Ces entorses à la Constitution bolivienne et à la loi sur l’environnement n’émeuvent pas le gouvernement, qui a fait de cette route une « priorité nationale » et qui entend achever l’ouvrage avant 2014, « que les indigènes le veuillent ou non », comme l’a déclaré le président.
« La liaison entre Cochabamba et le Beni prend trois jours et il faut actuellement parcourir plus de 900 kilomètres de piste. Bientôt, ce ne sera plus que quelques heures et 300 kilomètres. Cette route est donc une nécessité vitale de communication entre deux populations d’un même pays. Pour un paysan qui produit des aliments, pour le commerçant, pour l’indigène, raccourcir les distances de 100, 200 ou 500 kilomètres c’est un énorme gain de temps, d’efforts et d’argent. Et pour notre gouvernement révolutionnaire, c’est une priorité absolue, qui permet aussi d’offrir les services de base à des populations trop longtemps oubliées », écrit pour sa part le vice-président Alvaro García Linera, dans un pamphlet publié pour faire taire les critiques.
Pas de dialogue
Face aux reproches du gouvernement, qui accuse les indigènes de refuser tout dialogue, Rafael Quispe s’appuie sur la Constitution réplique sèchement : « Le droit à la consultation préalable des peuples autochtones ne se négocie pas, il s’applique », tranche le mallku de la CONAMAQ, la confédération des peuples autochtones de l’Altiplano.
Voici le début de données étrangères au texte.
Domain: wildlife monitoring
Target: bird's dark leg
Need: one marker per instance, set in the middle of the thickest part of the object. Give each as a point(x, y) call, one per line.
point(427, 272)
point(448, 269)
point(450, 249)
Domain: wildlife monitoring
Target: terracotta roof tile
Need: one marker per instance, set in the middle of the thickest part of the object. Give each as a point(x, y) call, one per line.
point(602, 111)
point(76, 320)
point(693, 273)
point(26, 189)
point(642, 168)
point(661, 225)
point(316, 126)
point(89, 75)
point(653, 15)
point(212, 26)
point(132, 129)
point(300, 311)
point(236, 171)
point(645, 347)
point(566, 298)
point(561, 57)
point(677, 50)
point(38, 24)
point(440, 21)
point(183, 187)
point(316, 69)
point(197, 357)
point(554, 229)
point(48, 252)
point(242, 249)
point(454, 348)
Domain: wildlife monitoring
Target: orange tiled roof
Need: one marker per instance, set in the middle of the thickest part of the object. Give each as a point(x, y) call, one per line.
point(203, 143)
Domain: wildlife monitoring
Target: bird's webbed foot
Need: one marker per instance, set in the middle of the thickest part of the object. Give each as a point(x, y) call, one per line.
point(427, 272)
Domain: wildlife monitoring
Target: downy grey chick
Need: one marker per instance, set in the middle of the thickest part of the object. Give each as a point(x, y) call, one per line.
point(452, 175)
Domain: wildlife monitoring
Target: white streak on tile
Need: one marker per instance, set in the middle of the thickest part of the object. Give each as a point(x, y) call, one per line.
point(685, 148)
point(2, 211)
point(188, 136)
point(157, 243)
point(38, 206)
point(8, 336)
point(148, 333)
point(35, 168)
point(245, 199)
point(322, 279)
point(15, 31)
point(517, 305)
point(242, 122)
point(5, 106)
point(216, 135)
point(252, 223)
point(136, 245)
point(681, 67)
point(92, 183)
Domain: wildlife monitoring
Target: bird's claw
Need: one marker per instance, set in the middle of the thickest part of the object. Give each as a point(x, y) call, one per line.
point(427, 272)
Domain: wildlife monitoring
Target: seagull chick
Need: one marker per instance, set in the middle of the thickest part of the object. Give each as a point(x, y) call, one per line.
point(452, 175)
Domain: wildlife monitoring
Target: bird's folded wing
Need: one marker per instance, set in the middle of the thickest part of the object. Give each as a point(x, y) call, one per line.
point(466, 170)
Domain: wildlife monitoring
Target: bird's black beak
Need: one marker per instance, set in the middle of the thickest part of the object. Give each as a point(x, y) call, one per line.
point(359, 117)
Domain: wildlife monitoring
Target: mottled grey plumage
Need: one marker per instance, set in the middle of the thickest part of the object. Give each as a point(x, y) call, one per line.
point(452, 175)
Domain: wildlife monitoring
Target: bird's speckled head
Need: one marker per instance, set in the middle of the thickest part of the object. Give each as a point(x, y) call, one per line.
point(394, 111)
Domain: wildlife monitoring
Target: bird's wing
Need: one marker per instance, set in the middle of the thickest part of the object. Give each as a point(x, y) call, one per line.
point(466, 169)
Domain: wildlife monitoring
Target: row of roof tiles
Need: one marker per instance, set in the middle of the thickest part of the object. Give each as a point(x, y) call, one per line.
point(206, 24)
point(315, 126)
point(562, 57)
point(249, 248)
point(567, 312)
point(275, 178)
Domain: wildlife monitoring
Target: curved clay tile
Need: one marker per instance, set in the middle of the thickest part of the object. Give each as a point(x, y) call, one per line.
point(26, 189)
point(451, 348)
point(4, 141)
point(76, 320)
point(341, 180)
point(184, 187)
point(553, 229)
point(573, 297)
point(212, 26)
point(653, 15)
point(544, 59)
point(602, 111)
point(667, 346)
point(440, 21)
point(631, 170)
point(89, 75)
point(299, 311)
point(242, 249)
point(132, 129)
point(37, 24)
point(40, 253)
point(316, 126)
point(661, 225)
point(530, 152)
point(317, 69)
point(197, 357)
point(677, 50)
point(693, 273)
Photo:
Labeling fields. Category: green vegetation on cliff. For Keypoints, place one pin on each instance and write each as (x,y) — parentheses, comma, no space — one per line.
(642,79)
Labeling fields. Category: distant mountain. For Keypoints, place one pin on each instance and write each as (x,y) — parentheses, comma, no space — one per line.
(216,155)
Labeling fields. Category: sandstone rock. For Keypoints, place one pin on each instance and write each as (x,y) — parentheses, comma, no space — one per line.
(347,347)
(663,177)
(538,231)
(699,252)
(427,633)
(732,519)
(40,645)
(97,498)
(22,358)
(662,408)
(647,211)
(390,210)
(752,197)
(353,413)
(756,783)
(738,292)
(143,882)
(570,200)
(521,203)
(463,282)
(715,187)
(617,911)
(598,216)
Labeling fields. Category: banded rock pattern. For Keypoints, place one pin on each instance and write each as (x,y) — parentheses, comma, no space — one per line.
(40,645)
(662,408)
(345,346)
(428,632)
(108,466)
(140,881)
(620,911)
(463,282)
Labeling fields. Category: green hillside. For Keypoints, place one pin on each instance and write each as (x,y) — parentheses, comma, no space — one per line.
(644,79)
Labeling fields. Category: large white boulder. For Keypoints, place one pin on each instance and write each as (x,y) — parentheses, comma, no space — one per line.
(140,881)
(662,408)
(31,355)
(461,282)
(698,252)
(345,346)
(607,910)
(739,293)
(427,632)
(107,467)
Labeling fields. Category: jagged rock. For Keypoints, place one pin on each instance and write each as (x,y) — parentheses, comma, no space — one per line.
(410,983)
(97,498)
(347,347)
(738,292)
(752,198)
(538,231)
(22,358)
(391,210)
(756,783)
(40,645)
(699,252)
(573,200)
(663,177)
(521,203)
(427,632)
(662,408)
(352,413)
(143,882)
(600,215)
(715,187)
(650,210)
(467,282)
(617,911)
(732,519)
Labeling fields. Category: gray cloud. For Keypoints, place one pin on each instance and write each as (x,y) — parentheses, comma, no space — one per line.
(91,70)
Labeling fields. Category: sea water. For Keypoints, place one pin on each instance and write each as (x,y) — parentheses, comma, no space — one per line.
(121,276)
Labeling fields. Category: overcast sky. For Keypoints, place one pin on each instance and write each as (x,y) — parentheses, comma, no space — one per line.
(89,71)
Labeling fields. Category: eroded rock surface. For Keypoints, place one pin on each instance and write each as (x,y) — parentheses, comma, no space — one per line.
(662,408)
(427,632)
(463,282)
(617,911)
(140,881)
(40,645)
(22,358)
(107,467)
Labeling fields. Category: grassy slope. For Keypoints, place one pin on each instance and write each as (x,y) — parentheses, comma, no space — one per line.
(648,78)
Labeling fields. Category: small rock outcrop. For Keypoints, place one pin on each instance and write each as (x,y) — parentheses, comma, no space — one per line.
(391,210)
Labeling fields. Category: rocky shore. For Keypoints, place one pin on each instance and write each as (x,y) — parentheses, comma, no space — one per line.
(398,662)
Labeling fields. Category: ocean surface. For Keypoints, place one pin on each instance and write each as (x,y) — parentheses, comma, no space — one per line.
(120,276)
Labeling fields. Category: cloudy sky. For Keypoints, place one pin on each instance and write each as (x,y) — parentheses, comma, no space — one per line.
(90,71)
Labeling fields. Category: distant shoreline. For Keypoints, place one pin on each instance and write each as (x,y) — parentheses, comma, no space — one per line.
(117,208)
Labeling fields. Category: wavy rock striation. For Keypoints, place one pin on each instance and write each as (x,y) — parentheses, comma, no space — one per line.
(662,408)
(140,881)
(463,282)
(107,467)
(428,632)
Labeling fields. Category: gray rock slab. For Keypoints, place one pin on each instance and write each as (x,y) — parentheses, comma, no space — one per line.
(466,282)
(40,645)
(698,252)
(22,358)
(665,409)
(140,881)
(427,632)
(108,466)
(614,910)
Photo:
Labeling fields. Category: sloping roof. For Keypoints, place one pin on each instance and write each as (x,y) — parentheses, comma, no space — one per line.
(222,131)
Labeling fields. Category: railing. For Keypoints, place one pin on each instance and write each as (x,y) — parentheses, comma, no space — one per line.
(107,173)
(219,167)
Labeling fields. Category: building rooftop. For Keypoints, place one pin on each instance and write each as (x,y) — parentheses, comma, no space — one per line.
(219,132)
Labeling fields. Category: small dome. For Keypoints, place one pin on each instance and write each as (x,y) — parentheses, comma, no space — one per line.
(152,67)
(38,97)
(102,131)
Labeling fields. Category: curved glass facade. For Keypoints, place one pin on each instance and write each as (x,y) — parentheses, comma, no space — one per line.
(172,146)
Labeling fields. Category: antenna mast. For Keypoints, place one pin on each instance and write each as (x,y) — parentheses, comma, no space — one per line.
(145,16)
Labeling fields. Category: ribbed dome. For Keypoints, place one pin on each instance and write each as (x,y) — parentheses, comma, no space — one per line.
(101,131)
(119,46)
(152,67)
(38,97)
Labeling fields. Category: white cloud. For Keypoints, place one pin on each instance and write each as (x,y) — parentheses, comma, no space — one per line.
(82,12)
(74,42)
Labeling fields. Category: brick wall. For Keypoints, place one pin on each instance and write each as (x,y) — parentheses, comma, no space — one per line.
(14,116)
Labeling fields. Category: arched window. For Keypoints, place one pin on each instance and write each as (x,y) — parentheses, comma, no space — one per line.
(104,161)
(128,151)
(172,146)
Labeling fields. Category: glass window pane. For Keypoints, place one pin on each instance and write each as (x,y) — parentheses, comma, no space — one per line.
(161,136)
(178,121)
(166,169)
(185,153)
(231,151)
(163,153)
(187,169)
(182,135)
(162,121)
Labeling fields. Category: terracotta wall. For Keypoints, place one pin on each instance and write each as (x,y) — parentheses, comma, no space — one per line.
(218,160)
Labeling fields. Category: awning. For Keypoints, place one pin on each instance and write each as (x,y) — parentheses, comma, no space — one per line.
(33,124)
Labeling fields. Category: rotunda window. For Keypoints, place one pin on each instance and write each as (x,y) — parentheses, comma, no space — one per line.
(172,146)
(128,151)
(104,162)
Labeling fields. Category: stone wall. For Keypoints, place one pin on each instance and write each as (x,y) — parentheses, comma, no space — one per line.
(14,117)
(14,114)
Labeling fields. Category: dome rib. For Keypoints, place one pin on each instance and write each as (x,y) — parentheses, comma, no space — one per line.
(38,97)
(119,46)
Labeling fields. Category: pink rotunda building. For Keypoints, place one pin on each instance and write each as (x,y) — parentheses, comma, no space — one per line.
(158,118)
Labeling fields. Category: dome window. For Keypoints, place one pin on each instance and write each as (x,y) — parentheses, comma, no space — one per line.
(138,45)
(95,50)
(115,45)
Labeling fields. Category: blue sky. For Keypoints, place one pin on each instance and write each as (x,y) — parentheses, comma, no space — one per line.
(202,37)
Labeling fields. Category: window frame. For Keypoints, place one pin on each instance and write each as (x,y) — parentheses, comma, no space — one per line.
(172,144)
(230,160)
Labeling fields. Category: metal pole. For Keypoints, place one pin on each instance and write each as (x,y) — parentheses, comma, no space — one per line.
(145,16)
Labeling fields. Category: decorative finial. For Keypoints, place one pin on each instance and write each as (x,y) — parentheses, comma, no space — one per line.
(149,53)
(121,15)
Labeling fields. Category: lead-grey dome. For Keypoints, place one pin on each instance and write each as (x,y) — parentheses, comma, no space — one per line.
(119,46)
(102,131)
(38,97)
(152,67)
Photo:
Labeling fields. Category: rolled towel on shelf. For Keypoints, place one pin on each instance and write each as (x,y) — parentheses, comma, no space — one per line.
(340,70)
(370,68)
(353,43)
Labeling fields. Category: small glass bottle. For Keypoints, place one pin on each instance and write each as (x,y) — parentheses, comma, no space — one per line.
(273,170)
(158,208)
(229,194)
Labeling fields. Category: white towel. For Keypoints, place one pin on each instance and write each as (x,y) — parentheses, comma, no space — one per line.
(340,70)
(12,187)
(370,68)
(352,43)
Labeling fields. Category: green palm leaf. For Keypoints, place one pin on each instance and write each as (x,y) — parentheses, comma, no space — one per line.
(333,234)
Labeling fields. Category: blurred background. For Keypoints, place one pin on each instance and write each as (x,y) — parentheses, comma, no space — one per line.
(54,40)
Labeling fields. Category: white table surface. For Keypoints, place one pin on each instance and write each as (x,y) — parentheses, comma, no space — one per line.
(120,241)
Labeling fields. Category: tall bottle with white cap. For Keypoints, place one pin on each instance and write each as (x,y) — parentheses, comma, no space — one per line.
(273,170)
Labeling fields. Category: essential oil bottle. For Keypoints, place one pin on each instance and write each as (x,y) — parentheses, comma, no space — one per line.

« Le gouvernement veut négocier, alors que le chantier de la route est déjà en cours et que le président nous dit qu’elle sera de toute façon construite. Comment voulez-vous dialoguer dans ces conditions », s’interroge pour sa part Adolfo Moye, ancien président des peuples autochtones du TIPNIS.
Dans les faits, et sans route asphaltée, 20% du TIPNIS a déjà été illégalement envahi, principalement par les cocaleros, les planteurs de feuilles de coca. Pour l’ancien vice-ministre des terres Alejandro Almaraz, c’est une des menaces majeures que fait courir le projet actuel au territoire du TIPNIS : « La route provoquera une augmentation incontrôlée des plantations de coca illégales et du trafic de drogue et de bois.
Indigènes vs cocaleros
Pour Andrés Gomez, les intérêts des planteurs de coca – auxquels Evo Morales a promis la construction de la route lors de la campagne électorale de 2009 – priment désormais : « L’origine ethnique d’Evo Morales est aymara, mais son ADN est celle d’un planteur de coca, soit un ADN libéral, partisan du développement capitaliste. »
Lutte pour la terre
Derrière cette différence d’approche se cache aussi la lutte pour la terre. « Sur l’Altiplano, certains paysans n’ont même pas un hectare à cultiver », rappelle le directeur de la Fondation Tierra, Gonzalo Colque. Cela se traduit par une forte migration, une extension de la frontière agricole vers l’Amazonie, considérées comme la nouvelle « Terre promise ». Avec d’inévitables affrontements entre les indigènes vivant sur leurs territoires ancestraux et les paysans colonisateurs en quête qu’un meilleur futur.